In my case, the saddle is my long-neglected blog – an external discipline that pricks my conscience and reminds me that I haven’t made time to write. I’m trying to be more self-aware… to break myself of habitually saying, “I never have time to write.” Trying to put the onus on myself rather than on outside forces. Time is entirely in my control: I just need to twist its tail and bring it to heel.
I write from London where, in contrast to Colorado, I seem to have more time to collect myself. The town is alive with tourists. Olympic fever has peaked, but the town is still flushed and running on adrenalin. Sunday evening I watched the closing ceremonies on the telly; yesterday, I elbowed my way through the crowds to watch the athletes on parade, but the density got to me, and I returned to the flat to read all about it.
The Paralympics have most certainly come into their own. I particularly liked the symbolism of the closing ceremony: the blend of Willy Wonka, Mad Max, science fiction and fantasy; the ominous, glossy black crows on stilts; the pre-historic creatures and vehicles built of salvaged materials kluged together…. all symbolic of the dark thoughts on disability that be-devil us and hold the disabled at-bay.
And then the transformative power of dawning light and the lyrics sung by Coldplay: “Open Your Eyes… Look at these stars… how they shine for you.” Watching the athletes in performance was moving. The scales fell from our eyes and those of us who are able-bodied were uplifted with the very visible soaring of the human spirit.

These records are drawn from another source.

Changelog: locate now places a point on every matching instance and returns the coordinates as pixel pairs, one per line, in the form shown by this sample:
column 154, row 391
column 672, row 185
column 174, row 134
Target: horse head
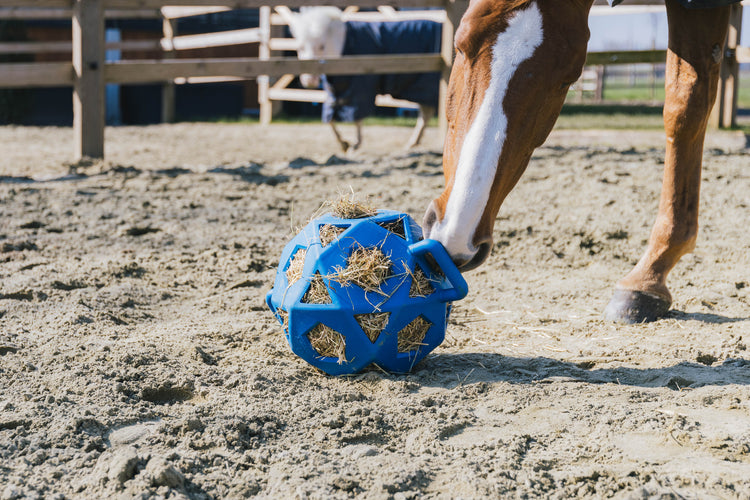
column 515, row 60
column 320, row 33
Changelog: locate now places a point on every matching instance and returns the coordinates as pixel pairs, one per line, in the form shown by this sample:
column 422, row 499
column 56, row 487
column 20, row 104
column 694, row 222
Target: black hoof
column 635, row 307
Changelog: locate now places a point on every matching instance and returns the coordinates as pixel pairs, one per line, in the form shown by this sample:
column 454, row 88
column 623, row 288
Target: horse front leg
column 696, row 42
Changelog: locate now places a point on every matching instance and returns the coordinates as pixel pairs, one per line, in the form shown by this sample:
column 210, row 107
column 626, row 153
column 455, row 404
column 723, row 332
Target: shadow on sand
column 488, row 367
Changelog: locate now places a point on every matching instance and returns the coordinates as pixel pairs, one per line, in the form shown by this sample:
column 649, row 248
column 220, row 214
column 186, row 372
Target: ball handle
column 459, row 288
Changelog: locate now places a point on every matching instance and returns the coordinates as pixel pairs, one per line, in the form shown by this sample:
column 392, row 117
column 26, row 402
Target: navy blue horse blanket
column 694, row 4
column 352, row 97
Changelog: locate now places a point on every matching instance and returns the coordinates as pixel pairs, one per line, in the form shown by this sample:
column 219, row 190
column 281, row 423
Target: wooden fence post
column 264, row 53
column 454, row 9
column 169, row 29
column 730, row 71
column 88, row 85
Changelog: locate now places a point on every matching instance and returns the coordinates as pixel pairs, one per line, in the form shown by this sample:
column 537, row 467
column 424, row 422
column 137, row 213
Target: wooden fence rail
column 88, row 72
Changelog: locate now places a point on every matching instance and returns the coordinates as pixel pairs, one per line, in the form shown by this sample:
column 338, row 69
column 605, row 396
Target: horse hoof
column 632, row 307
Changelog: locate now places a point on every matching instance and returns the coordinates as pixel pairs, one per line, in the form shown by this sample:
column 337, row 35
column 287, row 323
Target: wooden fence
column 89, row 72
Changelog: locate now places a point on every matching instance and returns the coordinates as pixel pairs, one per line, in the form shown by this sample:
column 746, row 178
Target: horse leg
column 342, row 143
column 358, row 127
column 696, row 42
column 425, row 114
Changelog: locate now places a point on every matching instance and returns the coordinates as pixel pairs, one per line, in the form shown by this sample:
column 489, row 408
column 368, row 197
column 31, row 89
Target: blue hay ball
column 341, row 323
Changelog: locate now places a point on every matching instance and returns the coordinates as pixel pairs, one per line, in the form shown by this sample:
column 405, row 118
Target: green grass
column 610, row 116
column 626, row 107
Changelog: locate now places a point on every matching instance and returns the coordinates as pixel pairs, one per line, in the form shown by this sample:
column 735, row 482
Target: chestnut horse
column 515, row 60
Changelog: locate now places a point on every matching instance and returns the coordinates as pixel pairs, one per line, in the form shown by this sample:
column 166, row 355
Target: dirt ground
column 138, row 359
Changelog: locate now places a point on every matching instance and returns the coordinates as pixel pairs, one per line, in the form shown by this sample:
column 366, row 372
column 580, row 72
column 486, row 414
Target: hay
column 348, row 207
column 372, row 324
column 283, row 317
column 328, row 342
column 367, row 268
column 296, row 265
column 421, row 285
column 395, row 227
column 329, row 232
column 413, row 334
column 318, row 291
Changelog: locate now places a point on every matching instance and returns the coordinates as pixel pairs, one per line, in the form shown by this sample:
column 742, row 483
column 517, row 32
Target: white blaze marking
column 483, row 143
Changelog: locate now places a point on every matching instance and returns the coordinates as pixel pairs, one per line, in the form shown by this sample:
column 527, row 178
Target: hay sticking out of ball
column 296, row 266
column 367, row 268
column 318, row 291
column 395, row 227
column 348, row 207
column 372, row 324
column 328, row 342
column 412, row 335
column 329, row 232
column 421, row 285
column 283, row 317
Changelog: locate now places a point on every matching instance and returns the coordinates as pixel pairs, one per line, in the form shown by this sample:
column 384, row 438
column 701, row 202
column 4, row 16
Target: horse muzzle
column 466, row 255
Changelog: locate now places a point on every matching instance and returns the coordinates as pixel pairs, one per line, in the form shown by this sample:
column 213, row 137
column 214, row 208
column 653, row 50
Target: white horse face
column 320, row 34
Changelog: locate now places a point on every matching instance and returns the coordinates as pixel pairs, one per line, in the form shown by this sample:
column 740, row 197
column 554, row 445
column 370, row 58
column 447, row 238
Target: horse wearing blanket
column 321, row 32
column 515, row 61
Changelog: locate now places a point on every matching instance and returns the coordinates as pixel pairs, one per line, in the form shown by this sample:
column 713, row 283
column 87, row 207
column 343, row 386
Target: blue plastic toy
column 347, row 324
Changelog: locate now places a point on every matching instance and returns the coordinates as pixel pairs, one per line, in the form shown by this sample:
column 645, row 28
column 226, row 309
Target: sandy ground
column 138, row 359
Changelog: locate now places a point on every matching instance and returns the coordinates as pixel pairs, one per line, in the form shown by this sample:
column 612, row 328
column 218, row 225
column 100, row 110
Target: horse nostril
column 483, row 251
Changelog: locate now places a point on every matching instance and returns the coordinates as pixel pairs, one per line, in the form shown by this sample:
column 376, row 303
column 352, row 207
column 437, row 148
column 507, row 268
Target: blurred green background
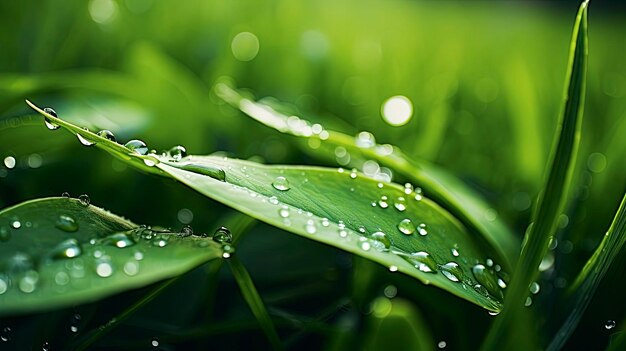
column 484, row 79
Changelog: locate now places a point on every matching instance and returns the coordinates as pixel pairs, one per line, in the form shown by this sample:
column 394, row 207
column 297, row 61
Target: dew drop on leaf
column 383, row 202
column 534, row 288
column 406, row 226
column 380, row 241
column 281, row 183
column 104, row 268
column 177, row 152
column 66, row 249
column 400, row 204
column 84, row 200
column 16, row 224
column 452, row 271
column 107, row 134
column 47, row 121
column 284, row 212
column 137, row 146
column 223, row 236
column 66, row 223
column 83, row 140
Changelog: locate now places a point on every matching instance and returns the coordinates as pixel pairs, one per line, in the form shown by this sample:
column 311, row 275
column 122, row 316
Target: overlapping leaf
column 384, row 222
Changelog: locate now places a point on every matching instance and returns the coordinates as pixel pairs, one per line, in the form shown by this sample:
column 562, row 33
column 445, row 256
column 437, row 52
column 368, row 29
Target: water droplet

In step with this notion of transformation, yesterday I visited the BP Portrait Exhibit at the National Portrait Gallery. Any number of portraits caught my attention, but “Self-Portrait as an Unknown Gentleman” by Claire Kerr stopped me in my tracks. She took her inspiration from Titian’s “Portrait of an Englishman (1540-45).

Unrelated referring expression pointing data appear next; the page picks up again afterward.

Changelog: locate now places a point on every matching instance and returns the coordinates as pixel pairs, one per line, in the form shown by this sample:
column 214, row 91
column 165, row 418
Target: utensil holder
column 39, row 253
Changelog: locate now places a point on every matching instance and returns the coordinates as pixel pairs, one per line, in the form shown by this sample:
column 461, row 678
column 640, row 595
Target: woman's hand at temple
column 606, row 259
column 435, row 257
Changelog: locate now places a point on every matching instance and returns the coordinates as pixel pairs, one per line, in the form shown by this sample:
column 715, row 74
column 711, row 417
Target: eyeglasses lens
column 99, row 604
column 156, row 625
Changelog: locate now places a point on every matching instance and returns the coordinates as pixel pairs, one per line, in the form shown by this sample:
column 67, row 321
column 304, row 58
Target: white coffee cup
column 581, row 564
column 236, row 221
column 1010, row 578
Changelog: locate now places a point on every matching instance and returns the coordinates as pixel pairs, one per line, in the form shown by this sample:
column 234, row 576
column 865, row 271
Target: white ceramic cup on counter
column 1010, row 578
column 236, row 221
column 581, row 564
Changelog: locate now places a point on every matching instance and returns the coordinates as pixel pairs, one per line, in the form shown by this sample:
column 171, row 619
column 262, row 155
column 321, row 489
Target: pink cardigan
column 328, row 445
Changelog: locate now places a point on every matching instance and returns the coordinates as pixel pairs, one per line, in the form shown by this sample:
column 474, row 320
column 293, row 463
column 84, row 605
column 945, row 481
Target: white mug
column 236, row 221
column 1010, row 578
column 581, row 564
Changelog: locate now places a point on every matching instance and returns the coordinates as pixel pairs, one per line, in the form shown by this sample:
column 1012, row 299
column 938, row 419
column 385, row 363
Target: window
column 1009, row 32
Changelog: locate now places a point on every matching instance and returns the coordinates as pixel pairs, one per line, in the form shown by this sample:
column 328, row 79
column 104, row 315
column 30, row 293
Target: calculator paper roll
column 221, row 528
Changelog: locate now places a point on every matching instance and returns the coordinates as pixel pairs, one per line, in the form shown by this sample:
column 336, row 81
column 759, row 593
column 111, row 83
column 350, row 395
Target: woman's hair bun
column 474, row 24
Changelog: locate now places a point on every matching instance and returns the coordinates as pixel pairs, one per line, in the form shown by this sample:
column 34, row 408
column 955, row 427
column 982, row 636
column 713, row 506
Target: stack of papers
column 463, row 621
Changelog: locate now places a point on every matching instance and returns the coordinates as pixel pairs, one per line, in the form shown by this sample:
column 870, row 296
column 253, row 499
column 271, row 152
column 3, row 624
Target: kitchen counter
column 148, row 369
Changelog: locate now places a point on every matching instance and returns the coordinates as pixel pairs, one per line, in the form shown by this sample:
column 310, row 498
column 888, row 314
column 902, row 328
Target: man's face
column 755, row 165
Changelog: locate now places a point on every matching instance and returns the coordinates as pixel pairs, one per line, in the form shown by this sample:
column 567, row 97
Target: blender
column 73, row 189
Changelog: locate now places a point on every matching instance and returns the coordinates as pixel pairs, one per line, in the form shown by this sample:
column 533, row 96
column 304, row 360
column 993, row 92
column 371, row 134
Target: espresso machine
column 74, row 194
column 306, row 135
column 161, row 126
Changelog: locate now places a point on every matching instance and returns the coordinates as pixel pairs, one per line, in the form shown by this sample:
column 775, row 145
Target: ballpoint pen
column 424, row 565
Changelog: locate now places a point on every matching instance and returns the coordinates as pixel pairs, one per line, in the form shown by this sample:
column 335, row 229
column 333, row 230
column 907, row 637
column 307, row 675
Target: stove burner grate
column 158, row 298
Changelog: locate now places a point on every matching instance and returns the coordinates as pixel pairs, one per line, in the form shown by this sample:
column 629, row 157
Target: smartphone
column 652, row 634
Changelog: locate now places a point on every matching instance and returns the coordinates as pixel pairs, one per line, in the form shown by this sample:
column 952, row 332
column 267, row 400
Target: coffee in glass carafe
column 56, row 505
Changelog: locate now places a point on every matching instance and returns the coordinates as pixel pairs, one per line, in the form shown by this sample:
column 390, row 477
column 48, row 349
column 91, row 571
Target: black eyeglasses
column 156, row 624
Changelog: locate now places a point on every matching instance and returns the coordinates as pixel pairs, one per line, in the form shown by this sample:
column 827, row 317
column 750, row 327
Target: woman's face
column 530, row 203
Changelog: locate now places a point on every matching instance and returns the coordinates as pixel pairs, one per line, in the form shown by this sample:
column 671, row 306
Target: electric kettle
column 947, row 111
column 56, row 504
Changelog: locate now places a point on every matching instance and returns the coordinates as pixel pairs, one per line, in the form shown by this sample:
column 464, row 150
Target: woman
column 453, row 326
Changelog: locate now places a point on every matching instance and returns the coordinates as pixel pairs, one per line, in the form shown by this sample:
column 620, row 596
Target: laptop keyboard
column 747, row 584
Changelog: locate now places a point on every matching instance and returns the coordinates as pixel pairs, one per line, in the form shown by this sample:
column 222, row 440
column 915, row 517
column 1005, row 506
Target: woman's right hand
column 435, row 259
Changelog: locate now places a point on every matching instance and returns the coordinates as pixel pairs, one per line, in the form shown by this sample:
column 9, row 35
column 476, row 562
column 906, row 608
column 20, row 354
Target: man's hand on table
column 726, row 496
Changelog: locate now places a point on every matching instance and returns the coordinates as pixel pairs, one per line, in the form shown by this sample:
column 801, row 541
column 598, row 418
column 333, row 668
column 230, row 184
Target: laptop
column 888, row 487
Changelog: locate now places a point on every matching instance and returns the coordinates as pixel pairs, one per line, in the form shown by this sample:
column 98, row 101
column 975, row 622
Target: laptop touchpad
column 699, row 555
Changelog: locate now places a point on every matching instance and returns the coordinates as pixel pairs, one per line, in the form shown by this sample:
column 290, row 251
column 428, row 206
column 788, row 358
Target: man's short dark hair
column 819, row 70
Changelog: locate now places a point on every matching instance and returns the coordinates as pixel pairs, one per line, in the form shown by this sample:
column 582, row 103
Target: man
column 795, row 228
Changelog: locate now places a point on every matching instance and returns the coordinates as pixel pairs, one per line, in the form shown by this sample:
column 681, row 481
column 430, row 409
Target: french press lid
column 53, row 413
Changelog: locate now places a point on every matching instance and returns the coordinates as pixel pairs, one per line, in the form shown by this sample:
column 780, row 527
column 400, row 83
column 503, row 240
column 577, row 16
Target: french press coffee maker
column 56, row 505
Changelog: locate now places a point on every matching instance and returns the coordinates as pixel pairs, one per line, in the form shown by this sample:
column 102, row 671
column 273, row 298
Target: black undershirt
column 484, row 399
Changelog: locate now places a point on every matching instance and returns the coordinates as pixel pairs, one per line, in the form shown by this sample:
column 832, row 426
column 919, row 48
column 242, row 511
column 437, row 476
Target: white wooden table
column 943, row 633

Writing a bit of commentary, Claire wrote: The idea of a self-portrait that would work against self-definition appealed to me, given that self-definition is such an inescapable part of contemporary life and yet is enormously over-simplified.

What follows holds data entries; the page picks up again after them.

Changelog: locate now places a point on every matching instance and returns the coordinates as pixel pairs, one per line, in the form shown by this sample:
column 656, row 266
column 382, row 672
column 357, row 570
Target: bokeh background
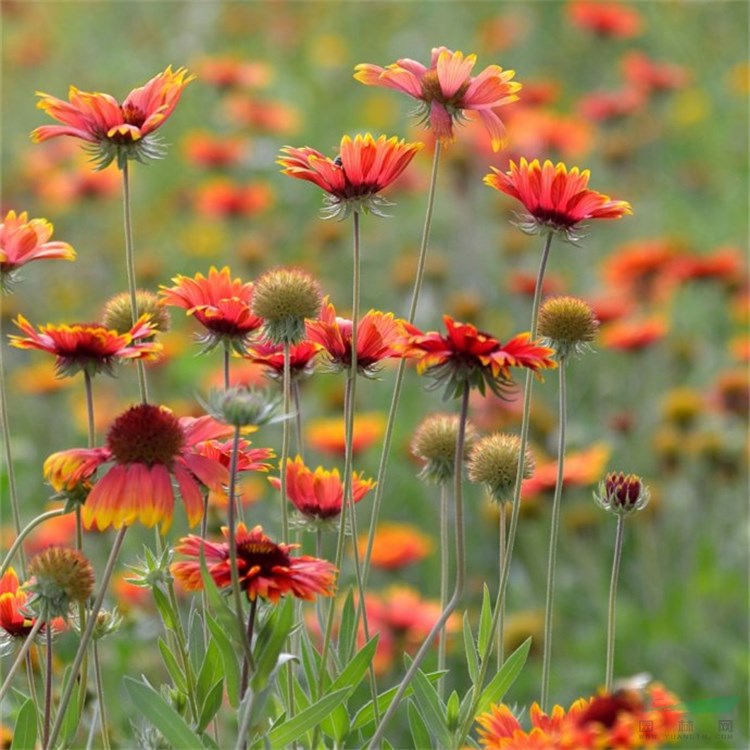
column 664, row 395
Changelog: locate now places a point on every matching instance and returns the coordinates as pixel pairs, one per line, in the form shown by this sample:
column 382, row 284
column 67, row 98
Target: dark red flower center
column 145, row 434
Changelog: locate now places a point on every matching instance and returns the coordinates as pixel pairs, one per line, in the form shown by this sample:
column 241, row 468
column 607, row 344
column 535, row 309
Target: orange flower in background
column 353, row 179
column 379, row 336
column 556, row 200
column 626, row 718
column 606, row 19
column 22, row 241
column 396, row 545
column 634, row 335
column 581, row 469
column 271, row 356
column 327, row 435
column 318, row 495
column 116, row 131
column 88, row 347
column 447, row 90
column 467, row 357
column 266, row 569
column 222, row 305
column 146, row 447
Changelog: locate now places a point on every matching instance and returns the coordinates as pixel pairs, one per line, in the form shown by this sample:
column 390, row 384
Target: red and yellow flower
column 447, row 90
column 466, row 357
column 379, row 336
column 556, row 199
column 353, row 179
column 265, row 569
column 221, row 304
column 89, row 347
column 22, row 241
column 116, row 130
column 318, row 495
column 146, row 447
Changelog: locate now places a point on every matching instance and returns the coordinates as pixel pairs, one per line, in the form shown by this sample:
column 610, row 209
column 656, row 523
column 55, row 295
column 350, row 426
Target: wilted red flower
column 625, row 718
column 633, row 335
column 556, row 200
column 353, row 179
column 116, row 131
column 446, row 90
column 222, row 305
column 265, row 569
column 271, row 356
column 607, row 19
column 466, row 357
column 318, row 495
column 22, row 241
column 379, row 336
column 147, row 446
column 88, row 347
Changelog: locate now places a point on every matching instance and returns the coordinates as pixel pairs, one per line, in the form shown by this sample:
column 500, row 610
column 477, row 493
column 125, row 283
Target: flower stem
column 555, row 526
column 460, row 576
column 387, row 438
column 5, row 426
column 612, row 602
column 233, row 546
column 86, row 637
column 130, row 267
column 516, row 507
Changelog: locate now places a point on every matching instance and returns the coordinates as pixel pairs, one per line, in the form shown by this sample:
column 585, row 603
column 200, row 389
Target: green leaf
column 419, row 731
column 270, row 642
column 159, row 713
column 431, row 708
column 211, row 704
column 229, row 659
column 472, row 662
column 24, row 733
column 291, row 731
column 211, row 670
column 173, row 667
column 366, row 714
column 485, row 621
column 501, row 682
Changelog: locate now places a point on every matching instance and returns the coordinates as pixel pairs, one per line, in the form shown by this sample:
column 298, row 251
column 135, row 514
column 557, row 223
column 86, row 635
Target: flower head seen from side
column 88, row 347
column 221, row 304
column 318, row 494
column 467, row 357
column 265, row 569
column 379, row 337
column 114, row 130
column 23, row 240
column 555, row 199
column 146, row 448
column 446, row 90
column 353, row 180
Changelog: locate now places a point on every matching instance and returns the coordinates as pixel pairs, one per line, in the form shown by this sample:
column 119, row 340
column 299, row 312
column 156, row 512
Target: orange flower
column 446, row 90
column 634, row 335
column 466, row 357
column 22, row 241
column 116, row 131
column 396, row 545
column 607, row 19
column 147, row 446
column 353, row 179
column 318, row 494
column 266, row 569
column 379, row 336
column 88, row 347
column 222, row 305
column 556, row 200
column 327, row 435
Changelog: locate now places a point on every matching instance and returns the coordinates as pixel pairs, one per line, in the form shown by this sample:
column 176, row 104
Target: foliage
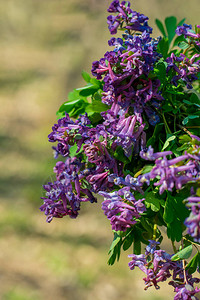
column 134, row 139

I love Claire’s notion. I am many people… some known… some unknown. How I would define myself is not necessarily how others (who would not agree with one another) would define me.
My luggage has finally arrived. I flew on 5 September and I retrieved it on the 10th. If someone had opened my luggage, how would they have defined me? There is the science of … garbage-ology wherein social scientists analyze a person’s garbage. Is there a science of luggage-ology?
The loss of my luggage brought me low. A walk in the park picked me up. The beauty of London’s many parks is that they are increasingly unkempt. The ratio of un-mown grass to mown grass keeps increasing. Perhaps this is due to budget constraints. Whatever… I love it. How wonderful that a mere a hundred yards from a busy thoroughfare I can lie on the ground amidst the furled parchment-colored leaves of the Plane trees and look up to see golden grasses glinting in the sun above my head! After being at-odds with British Airways, it is lovely to feel the solidity of the ground and the warmth of the sun.